We see that this palette varies in lightness from a very bright center to darker ends on each side. Note, that the red end is slightly darker than the blue end.

This is quite ok in case we want to show some diverging data (deviations from a zero point, for example the mean). However, if we are dealing with a sequential measure, such as temperature, or in our case the density of points plotted per some grid cell, we really need to use a sequential color palette. There are two common problems with sequential palettes:

  1. We need to create a palette that maps the data accurately. This means that the perceived distances between the different hues utilized need to reflect the distances between our data points. AND this distance needs to be constant, no matter between which two point of the palette we want to estimate their distance. Let us consider the following example showing a classic ‘rainbow’ palette (MATLAB refers to this as ‘jet colors’):
pal(rainbow(100))
The classic rainbow color palette.

Figure 2.3: The classic rainbow color palette.

It becomes obvious that there are several thin bands in this color palette (yellow, aquamarine, purple) which do not map the distances between variable values accurately. That is, the distance between two values located in or around the yellow region of the palette will seem to change faster than, for example, somewhere in the green region (and red and blue).
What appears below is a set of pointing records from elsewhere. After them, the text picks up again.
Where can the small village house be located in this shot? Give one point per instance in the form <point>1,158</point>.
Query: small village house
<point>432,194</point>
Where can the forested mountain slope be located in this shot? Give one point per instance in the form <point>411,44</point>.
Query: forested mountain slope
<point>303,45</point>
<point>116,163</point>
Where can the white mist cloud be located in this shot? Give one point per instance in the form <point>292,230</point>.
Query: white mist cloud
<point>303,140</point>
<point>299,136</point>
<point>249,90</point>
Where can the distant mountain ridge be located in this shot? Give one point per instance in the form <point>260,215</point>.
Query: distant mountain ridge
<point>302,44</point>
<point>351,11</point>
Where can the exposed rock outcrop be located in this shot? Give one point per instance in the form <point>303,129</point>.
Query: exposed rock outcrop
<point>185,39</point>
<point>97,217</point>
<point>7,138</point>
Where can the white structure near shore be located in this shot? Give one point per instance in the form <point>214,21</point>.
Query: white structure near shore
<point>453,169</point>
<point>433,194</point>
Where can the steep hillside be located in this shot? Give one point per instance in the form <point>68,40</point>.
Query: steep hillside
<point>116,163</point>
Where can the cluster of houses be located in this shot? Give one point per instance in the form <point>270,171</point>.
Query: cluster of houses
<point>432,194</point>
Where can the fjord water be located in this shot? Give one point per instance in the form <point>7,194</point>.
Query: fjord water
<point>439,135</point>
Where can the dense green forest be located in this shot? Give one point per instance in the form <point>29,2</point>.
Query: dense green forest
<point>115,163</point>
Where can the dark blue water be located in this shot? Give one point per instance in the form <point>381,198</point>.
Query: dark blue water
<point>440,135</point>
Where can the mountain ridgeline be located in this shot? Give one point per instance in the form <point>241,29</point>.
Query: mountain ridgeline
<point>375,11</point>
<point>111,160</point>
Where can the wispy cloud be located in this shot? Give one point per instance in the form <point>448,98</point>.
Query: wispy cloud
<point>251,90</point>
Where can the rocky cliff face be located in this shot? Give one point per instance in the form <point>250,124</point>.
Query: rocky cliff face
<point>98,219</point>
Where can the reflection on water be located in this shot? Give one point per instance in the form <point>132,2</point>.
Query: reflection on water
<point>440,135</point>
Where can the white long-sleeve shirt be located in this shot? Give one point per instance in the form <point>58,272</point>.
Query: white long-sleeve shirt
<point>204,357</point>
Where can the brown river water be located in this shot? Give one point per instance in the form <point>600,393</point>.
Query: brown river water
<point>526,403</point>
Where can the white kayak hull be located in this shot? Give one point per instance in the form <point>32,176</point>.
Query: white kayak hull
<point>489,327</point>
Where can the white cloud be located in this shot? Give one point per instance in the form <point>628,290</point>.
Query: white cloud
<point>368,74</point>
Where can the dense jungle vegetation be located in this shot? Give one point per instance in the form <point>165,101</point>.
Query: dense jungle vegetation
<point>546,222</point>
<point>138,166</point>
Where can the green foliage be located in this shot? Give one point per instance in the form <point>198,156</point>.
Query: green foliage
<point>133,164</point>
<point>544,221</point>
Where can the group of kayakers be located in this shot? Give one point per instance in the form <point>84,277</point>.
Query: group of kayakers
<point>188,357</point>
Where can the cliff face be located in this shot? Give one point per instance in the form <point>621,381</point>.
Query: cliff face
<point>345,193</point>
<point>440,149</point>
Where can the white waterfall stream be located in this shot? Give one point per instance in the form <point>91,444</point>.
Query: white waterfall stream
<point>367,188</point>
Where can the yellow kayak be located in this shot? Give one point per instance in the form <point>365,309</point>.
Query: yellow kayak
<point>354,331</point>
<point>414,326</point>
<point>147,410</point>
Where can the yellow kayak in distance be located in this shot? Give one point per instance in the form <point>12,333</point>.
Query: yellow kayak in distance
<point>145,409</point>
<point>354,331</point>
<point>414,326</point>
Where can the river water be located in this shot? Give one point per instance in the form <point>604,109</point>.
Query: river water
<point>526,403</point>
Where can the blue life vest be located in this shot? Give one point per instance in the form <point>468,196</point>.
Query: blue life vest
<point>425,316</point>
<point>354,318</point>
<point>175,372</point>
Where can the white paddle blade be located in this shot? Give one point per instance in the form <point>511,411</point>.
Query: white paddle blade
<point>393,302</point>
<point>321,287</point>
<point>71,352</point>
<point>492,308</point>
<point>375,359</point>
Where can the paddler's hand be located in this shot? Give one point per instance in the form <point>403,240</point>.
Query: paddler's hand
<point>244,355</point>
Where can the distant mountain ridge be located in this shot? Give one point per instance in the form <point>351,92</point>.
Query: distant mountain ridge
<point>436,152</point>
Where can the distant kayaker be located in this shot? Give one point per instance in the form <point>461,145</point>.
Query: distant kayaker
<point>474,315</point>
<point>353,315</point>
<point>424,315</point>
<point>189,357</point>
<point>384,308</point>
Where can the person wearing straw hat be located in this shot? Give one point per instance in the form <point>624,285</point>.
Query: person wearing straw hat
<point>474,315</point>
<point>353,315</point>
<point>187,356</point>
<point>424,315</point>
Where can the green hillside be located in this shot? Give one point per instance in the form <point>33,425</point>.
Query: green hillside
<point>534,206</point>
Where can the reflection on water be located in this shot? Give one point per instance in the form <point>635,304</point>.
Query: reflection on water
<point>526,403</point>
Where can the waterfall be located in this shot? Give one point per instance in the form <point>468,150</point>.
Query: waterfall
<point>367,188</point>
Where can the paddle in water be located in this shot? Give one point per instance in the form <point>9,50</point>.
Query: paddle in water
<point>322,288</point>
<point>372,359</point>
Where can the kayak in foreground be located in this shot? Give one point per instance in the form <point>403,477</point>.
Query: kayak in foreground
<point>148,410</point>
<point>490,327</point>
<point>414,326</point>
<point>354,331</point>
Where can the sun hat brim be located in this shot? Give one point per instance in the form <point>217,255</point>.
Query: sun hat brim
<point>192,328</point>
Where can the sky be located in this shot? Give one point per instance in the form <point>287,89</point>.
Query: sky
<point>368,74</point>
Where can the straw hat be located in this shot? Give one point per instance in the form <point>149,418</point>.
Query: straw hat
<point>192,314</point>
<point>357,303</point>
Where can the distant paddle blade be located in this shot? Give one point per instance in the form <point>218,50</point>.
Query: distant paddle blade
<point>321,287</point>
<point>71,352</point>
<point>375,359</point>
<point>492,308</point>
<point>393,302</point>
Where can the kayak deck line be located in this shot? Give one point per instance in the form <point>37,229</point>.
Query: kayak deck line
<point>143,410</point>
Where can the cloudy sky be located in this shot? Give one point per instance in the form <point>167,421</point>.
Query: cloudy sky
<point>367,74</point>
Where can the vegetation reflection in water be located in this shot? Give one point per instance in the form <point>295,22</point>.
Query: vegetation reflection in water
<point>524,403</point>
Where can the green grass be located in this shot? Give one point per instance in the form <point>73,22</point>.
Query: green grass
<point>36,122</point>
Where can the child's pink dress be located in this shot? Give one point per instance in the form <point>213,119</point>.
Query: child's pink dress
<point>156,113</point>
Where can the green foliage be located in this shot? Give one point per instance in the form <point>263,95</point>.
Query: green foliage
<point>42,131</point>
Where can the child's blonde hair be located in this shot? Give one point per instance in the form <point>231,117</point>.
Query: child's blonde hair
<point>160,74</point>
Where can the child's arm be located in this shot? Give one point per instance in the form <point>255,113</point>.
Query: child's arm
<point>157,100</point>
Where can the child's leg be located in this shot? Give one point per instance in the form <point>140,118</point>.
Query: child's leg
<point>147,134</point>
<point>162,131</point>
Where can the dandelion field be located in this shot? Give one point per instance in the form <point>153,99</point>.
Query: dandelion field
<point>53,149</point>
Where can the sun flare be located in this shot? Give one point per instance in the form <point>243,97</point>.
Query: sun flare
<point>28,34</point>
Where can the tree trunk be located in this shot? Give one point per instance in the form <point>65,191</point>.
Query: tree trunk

When converted to greyscale, this palette produces a hell of a mess:

pal(desaturate(rainbow(100)))
Same palette as above in grey-scale.

Figure 2.4: Same palette as above in grey-scale.

Note, that this palette is maybe the most widely used color coding palette for mapping a sequential continuous variable to color. We will see further examples later on… We hope you get the idea that this is not a good way of mapping a sequential variable to color!

hcl() produces so-called perceptually uniform color palettes and is therefore much better suited to represent sequential data:

pal(clrs_hcl(100))
An HCL based multi-hue color palette with increasing luminance towards the red end.

Figure 2.5: An HCL based multi-hue color palette with increasing luminance towards the red end.

We see that the different hues are spread constantly over the palette and therefore it is easy to estimate distances between data values from the changes in color. The fact that we also vary luminance here means that we get a very light color at one end (in our case, the red end which is more of a pink tone than red). This might, at first sight, not seem very aesthetically pleasing, yet it enables us to encode our data even in greyscale:

pal(desaturate(clrs_hcl(100)))
Same palette as above in grey-scale.

Figure 2.6: Same palette as above in grey-scale.

As a general suggestion, we encourage you to make use of the HCL color space whenever you can. But most importantly, it is essential to do some thinking before mapping data to color. The most basic question you always need to ask yourself is probably

What is the nature of the data that I want to show? More precisely, is it sequential, diverging, or qualitative?

Once you know this, it is easy to choose the appropriate color palette for the mapping. A good place to start for choosing palettes that are perceptually well thought through is ColorBrewer.

References

Zeileis, Achim, Kurt Hornik, and Paul Murrell. 2009. “Escaping RGBland: Selecting Colors for Statistical Graphics.” Computational Statistics and Data Analysis 53: 3259–70. doi:10.1016/j.csda.2008.11.033.